Today’s Halloween comes with customs and superstitions. Some date back centuries. We avoid crossing paths with black cats, afraid that they might bring us bad luck. This idea has its roots back to the Middle Ages, when many people believed that witches avoided detection by turning themselves into black cats.
But what about the Halloween traditions and beliefs of today’s trick-or-treaters? Many are based on obsolete rituals. Surprisingly, many are focused on the future instead of the past and the living instead of the dead.
Research shows, in addition to mummers and guisers, some believe that today's tradition of trick-or-treating stems from 'Belsnickling', a tradition in German-American communities where children would dress in costume and then call on their neighbors. The adults would attempt to guess the identities of those in the costumes. The children were rewarded with food or other treats if no one could identify them.
2. Black Cats
Black cats go back to the Middle Ages, when they were considered a symbol of the Devil. Then centuries later, women accused of being witches often had pet cats, black ones. Based on this, the public started believing that the black cats assisted the witches with their spells and black magic. Some beliefs do not die, given black cats today are still associated with witches.
3. Bobbing for Apples
It is thought that the association of this game with Halloween, dates back to the ancient Roman Festival of Romana, the goddess of agriculture and fruits. After conquering the British isles, the Romans combined this festival with the All Hallows Eve celebration of Samhain. Originally the practice of Bobbing for Apples was a courting ritual. (Keep in mind, being the Goddess Fruit, may have also alluded to fertility.) Young men and women could foretell their future mates based on this game.
4. Black and Orange
Once again, the colors associated with Halloween trace their origins back to the Celtic festival Samhain and the onset of winter. The Black represented the ‘death’ of summer and the orange the autumn harvest season.

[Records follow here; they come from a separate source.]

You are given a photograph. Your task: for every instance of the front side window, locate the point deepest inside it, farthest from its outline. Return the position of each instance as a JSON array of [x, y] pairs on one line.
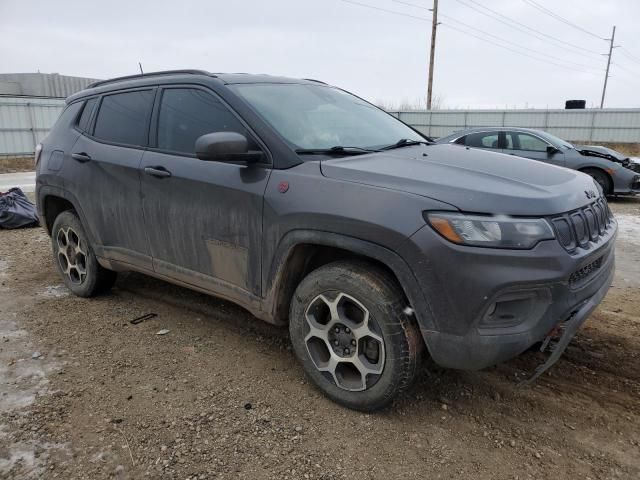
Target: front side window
[[123, 118], [483, 140], [188, 113], [530, 143], [321, 117]]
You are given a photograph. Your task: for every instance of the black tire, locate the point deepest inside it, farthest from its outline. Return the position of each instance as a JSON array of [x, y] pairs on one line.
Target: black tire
[[75, 260], [602, 178], [350, 285]]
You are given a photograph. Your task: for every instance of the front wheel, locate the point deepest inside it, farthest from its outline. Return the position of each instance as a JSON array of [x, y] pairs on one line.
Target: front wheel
[[74, 257], [349, 331]]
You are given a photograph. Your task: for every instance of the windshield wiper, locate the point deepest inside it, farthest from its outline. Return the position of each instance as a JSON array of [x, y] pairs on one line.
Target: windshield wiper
[[337, 150], [405, 142]]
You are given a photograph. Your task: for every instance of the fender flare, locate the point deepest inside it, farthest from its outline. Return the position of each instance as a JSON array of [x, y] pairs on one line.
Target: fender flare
[[387, 257], [45, 191]]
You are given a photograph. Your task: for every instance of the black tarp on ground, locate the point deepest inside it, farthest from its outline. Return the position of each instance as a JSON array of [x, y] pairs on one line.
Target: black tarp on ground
[[16, 211]]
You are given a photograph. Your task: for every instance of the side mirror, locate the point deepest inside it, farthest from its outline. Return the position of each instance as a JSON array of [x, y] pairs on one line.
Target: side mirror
[[226, 147], [551, 150]]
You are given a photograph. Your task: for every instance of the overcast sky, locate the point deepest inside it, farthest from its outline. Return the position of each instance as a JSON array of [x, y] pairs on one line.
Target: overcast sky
[[373, 53]]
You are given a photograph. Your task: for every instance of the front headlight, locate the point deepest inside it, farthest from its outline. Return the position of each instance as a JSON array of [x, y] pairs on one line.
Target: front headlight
[[490, 231]]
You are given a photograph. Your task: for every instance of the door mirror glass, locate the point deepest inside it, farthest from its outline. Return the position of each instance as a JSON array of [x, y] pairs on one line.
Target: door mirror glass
[[225, 147], [551, 150]]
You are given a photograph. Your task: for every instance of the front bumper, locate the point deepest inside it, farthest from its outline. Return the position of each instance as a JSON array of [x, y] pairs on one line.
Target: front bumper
[[489, 305]]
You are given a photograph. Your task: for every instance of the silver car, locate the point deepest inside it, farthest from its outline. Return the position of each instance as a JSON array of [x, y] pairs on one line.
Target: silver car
[[616, 174]]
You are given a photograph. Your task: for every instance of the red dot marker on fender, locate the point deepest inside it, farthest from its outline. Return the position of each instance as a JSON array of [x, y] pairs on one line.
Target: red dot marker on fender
[[283, 187]]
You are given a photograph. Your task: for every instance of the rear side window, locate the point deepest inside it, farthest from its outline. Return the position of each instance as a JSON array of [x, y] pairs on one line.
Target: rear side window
[[123, 118], [85, 117], [188, 113]]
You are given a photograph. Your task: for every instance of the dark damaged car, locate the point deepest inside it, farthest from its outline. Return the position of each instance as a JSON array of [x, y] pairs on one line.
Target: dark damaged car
[[615, 173], [314, 209]]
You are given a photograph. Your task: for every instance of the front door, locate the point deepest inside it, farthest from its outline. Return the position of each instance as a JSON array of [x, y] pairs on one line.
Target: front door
[[104, 175], [203, 219]]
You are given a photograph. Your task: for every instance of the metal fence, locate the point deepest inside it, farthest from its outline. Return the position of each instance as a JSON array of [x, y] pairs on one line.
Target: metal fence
[[591, 125], [24, 121]]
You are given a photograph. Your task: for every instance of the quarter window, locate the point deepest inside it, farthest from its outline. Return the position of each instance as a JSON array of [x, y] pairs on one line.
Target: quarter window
[[531, 143], [85, 117], [123, 118], [188, 113], [483, 140]]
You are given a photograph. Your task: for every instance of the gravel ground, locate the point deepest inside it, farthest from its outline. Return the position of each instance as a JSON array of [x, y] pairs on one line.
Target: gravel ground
[[86, 394]]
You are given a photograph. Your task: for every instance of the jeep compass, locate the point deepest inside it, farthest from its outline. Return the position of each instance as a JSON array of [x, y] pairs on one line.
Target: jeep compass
[[312, 208]]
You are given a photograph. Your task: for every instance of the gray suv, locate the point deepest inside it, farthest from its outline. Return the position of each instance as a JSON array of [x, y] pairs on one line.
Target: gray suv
[[314, 209]]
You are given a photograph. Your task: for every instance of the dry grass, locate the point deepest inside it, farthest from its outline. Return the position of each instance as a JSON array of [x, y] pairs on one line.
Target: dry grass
[[16, 164]]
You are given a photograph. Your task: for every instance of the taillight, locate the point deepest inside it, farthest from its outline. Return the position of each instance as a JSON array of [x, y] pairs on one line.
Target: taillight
[[36, 157]]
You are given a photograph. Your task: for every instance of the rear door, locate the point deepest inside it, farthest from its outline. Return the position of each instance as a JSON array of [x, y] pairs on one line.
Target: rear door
[[203, 219], [104, 174], [531, 146]]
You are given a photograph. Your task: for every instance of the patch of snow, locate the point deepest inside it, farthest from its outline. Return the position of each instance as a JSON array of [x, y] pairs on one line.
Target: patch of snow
[[54, 291]]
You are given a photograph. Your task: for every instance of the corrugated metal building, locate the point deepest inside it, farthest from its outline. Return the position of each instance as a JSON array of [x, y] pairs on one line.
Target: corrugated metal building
[[42, 84], [29, 106], [614, 125]]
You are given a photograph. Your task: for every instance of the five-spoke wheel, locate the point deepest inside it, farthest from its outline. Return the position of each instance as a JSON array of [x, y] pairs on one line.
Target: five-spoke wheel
[[349, 331], [72, 255], [344, 341]]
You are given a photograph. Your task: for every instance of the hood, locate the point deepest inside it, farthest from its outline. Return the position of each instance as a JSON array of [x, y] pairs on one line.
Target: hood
[[471, 180]]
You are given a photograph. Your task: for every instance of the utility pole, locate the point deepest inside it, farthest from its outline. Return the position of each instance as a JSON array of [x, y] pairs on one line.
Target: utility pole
[[606, 75], [434, 27]]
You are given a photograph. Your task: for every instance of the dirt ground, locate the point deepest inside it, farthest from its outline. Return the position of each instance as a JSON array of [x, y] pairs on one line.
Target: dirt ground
[[86, 394]]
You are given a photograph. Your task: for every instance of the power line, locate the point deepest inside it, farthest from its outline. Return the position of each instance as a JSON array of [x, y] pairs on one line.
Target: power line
[[501, 39], [373, 7], [545, 10], [626, 53], [606, 74], [516, 51], [544, 60], [529, 30]]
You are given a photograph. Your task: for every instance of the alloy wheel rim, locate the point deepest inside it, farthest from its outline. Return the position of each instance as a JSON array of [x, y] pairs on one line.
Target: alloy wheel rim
[[344, 342], [72, 255]]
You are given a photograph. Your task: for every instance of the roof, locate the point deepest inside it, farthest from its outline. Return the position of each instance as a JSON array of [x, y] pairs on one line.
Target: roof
[[150, 78]]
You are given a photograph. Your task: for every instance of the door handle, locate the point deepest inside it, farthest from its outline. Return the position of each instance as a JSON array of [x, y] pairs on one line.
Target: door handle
[[81, 157], [158, 172]]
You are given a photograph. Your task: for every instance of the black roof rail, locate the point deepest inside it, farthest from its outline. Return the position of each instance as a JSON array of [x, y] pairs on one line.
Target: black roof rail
[[150, 74], [314, 80]]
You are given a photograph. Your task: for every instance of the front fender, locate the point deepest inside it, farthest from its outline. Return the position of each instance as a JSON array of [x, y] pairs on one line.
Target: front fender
[[276, 278]]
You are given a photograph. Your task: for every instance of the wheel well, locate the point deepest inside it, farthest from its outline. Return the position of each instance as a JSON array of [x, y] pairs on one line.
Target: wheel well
[[602, 171], [305, 258], [54, 206]]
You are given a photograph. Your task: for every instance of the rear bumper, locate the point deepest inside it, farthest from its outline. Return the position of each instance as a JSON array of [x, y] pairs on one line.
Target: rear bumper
[[490, 305]]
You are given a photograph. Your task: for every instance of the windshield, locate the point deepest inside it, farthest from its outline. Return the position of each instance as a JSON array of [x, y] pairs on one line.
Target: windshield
[[321, 117]]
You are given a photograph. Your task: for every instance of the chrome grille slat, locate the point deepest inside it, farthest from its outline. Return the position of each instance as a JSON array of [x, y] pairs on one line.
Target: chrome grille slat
[[577, 228]]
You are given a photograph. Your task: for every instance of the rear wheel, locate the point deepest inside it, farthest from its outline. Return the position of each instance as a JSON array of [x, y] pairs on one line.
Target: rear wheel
[[602, 178], [74, 257], [350, 333]]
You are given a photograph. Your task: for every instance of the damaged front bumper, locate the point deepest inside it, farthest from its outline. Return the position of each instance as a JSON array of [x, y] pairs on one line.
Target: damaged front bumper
[[557, 344]]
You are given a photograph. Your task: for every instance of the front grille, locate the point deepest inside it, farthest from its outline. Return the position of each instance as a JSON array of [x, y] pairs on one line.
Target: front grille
[[579, 227], [579, 277]]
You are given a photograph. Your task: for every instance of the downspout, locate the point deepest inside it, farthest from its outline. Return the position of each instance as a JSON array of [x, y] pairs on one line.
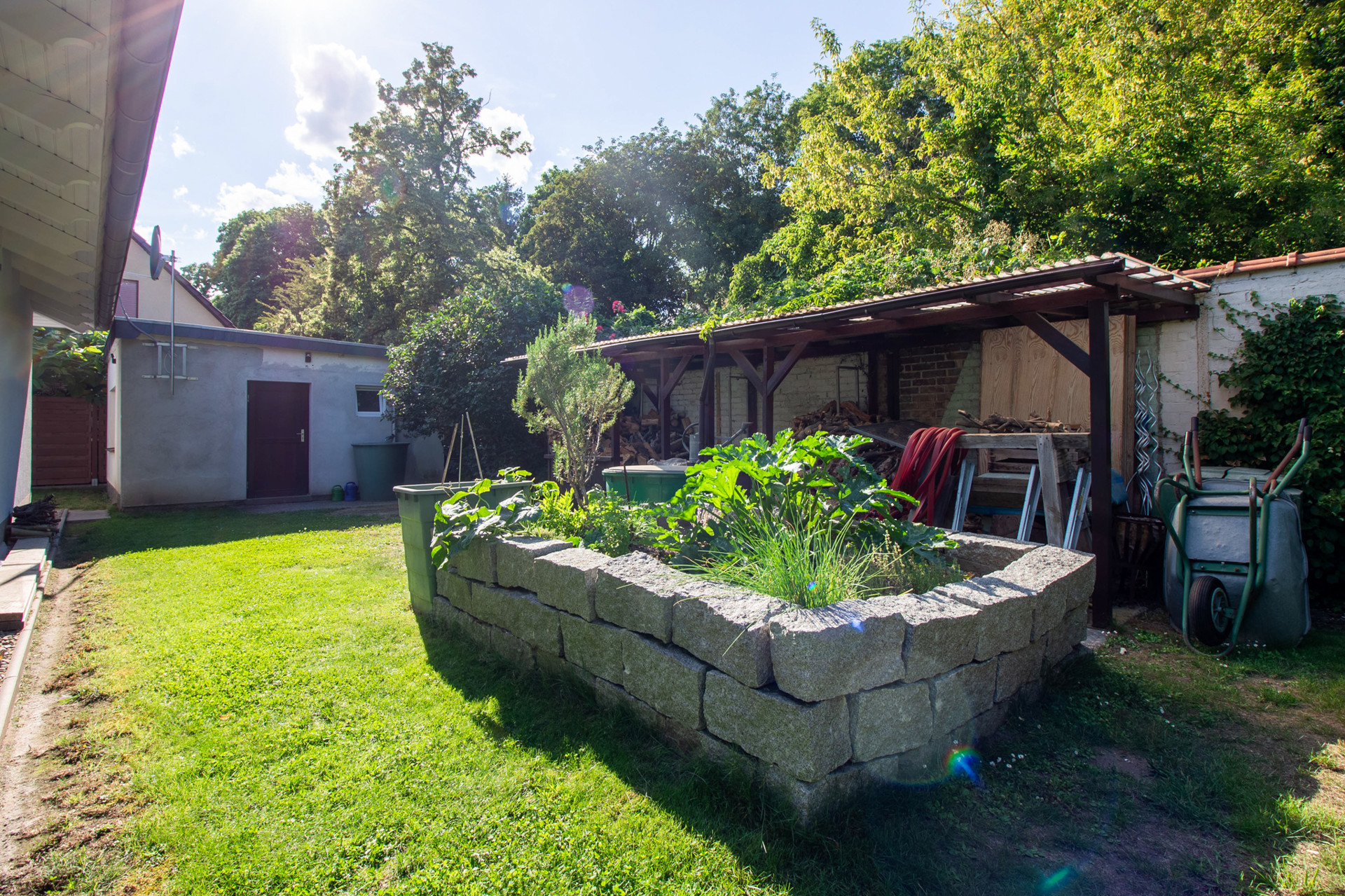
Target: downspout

The tradition of ‘Devil’s Night’ has many tales of its origination. Once again, this traced its roots back to All Souls Day. Part of the tradition goes back as far as the Soulers. When not given soul cakes, they would play tricks or cause mischief. 'Devil's Night' was often called 'Mischief Night'. Scottish and Irish immigrants brought the tradition of 'Mischief Night ' to America. It became part of Halloween.
6. Candles and Bonfires
Bonfires have direct ties back to Samhain and the bonfires the Druids built to bring light to the darkness. Candles were thought to light the way for the souls to find the afterlife, given All Hallows Eve was believed to be the only night both the evil spirits and good souls could roam the Earth.
7. Candy Apples
Once again this tradition has its roots back to Romana. The sugar syrups of the candy preserves the apples. However, candy apples did not become popular until the 1950's. Not sure where the practice of caramel apples came from.
The bonfires the Druids built on Samhain would have naturally attracted insects which then attracted bats seeking the insects. Therefore the bats became associated with the All Hallows Eve. Medieval folklore believed that bats were an omen of death.
The original 'treats' given out to the Soulers were sweets that later became Soul Cakes. By the early 20th century the "treats' became candy. Not wanting to miss a marketing opportunity, candy companies in the 1950's produced and sold small pieces of individually wrapped candy to be used as treats. Scares from treats and unwrapped candy being fouled by drugs, poison, and sharp objects in the 1970's drove parents to almost exclusively give out individually wrapped pieces of candy.
10. Candy Corn
Candy Corn, one of my favorites, dates back to the 1880's and a candy maker at the Wunderlee Candy Company in Philadelphia who invented the tri-color candy. Originally candy corn was called "Chicken Feed". Boxes of the candy read "Something worth crowing for." It wasn't until the 1950's that candy corn became Halloween-specific. Since then the orange, yellow, and white colors have been changed to pinks, purples, white, and pale greens during the Easter Season to cash into the Easter candy tradition. Also, you can find red, white, and blue candy 'corn' around the 4th of July.